Ninety-seven patients remembered specific ICU experiences other than intubation, and 66% or more reported being moderately or severely bothered by them. The five experiences that bothered the greatest number of patients were trouble speaking (65%), being thirsty (62%), feeling tense (46%), not being in control (46%), and difficulty swallowing (44%). Only 32% of patients remembered periods of terror or panic, but this experience was the most stressful to those who experienced it: More than 90% reported being bothered moderately to extremely.

Having an ETT is an extremely stressful experience, noted Armando Rotondi, PhD, the study’s principal investigator and an Assistant Professor of Health Systems Engineering in the Departments of Critical Care Medicine and Health Policy and Management at the University of Pittsburgh. He told PULMONARY REVIEWS, “I was involved in another study in which we talked to people who had had coronary artery bypass grafts. Almost without exception, the most stressful experience these patients reported was waking up with an endotracheal tube.”

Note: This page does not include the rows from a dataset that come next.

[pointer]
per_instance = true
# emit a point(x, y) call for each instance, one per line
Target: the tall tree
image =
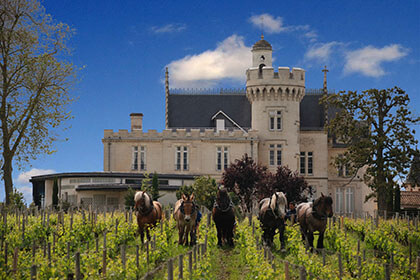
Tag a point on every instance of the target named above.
point(243, 178)
point(376, 127)
point(35, 78)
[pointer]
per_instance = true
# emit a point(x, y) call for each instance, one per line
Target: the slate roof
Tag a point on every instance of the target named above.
point(196, 110)
point(410, 200)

Upon questioning, the hospital staff said that, in every case, they had told the patients about the ETT. However, Dr. Rotondi noted, “You do not know how the staff explained it. They might have only told the patients ‘when you wake up there will be a tube to help you breathe.’ You also do not know how attentively the patients were listening at the time.”

MORE TO LEARN

Dr. Rotondi pointed out that the study raised many questions for which no data were available. “Were patient experiences different among ICUs or did they vary by procedure? Did medications help to alleviate some stressful experiences? It’s hard to do comparisons among ICUs without knowledge of patients’ medications,” he observed. “We also could not look at the effect of patient experiences in the ICU on outcomes because we did not have the follow-up data.” In the future, Dr. Rotondi and colleagues will look at patients’ recollections of the ICU at two months, six months, and one year after discharge to observe any changes that occur with time.

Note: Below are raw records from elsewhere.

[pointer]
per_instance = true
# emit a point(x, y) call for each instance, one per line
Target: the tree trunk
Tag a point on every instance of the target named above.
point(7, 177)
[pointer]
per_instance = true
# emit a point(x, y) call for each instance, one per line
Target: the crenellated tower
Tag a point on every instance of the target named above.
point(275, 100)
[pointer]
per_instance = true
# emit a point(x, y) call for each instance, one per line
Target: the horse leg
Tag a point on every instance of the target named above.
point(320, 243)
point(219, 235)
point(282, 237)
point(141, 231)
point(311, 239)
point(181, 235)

He added that specific physical and psychological problems—sleep disturbances, spells of terror, and feeling nervous when left alone—were all highly associated with ETT use. By carefully explaining to patients what they may experience while in the ICU on mechanical ventilation, discussing procedures, and assessing comfort levels, caregivers can help reduce patients’ stress and possibly improve the quality of their ICU stays.

—Gale Jurasek

Reference
1. Rotondi AJ, Chelluri L, Sirio C, et al. Patients’ recollections of stressful experiences while receiving prolonged mechanical ventilation in an intensive care unit. Crit Care Med. 2002;30:746-752.